The Stolen Generation refers to the forced removal of Aboriginal children from remote communities so they could be brought up in white homes. The failed assimilation policy ran for decades until the late 1960s.

New report

The national government's intervention came after a new report found Aboriginal child sexual abuse was widespread in the outback Northern Territory, with a "river of grog" or alcohol blamed for destroying Aboriginal society.

Australia's 460,000 Aborigines make up about 2 percent of the country's population. They are consistently the nation's most disadvantaged group, with far higher rates of unemployment, alcohol and drug abuse and domestic violence.

Howard's intervention applies only in the Northern Territory, which is home to about 50,000 Aborigines, well below the 120,000 Aborigines in the New South Wales state and about 112,000 in Queensland.

Land rights concerns

The government plans to send extra police to more than 60 Aboriginal communities. The first will be deployed to the Mutitjulu lands near Uluru where Aborigines have struggled against petrol sniffing, alcohol abuse and juvenile prostitution.

The Mutitjulu community said the government plans had sparked fear about the police and health checks. Several families had fled to live in nearby sandhills because they feared their children would be taken away.

"They're scaring the living daylights out of the kids and women," said Mutitjulu resident Mario Giuseppe. "They think that the army's coming to grab their kids and the police are coming to help them take them away."
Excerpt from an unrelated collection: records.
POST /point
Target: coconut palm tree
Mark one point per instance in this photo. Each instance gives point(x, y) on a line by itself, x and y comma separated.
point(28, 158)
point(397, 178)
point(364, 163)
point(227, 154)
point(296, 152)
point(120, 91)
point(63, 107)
But Indigenous Affairs Minister Mal Brough said there was no need for Aboriginal people to be concerned, and that police and doctors would offer help and support.

Aboriginal leaders and 60 community and welfare groups have released an open letter to Howard welcoming action on child abuse, but urging more consultation with Aborigines, saying his intervention plan was unlikely to work.

Pat Turner, who represents 13 central Australian community groups, said Aborigines were also worried by the government move to take control of Aboriginal townships, saying the move was a land grab which would undermine Aboriginal land rights.

"We believe that this government is using child sexual abuse as the Trojan horse to resume total control of our lands," Turner told reporters in Canberra.

State political leaders also questioned Howard's refusal to meet state leaders to find a national approach to combat child sex abuse, saying his plan was hastily drawn up ahead of an election, due within six months.

"This problem has come about because of 200 years of failed policy. It will not be fixed in 6 months," Queensland state premier Peter Beattie told Australian television.

But Howard said his plan to protect vulnerable indigenous children took priority over the concerns, and said his policy was not designed to score political points.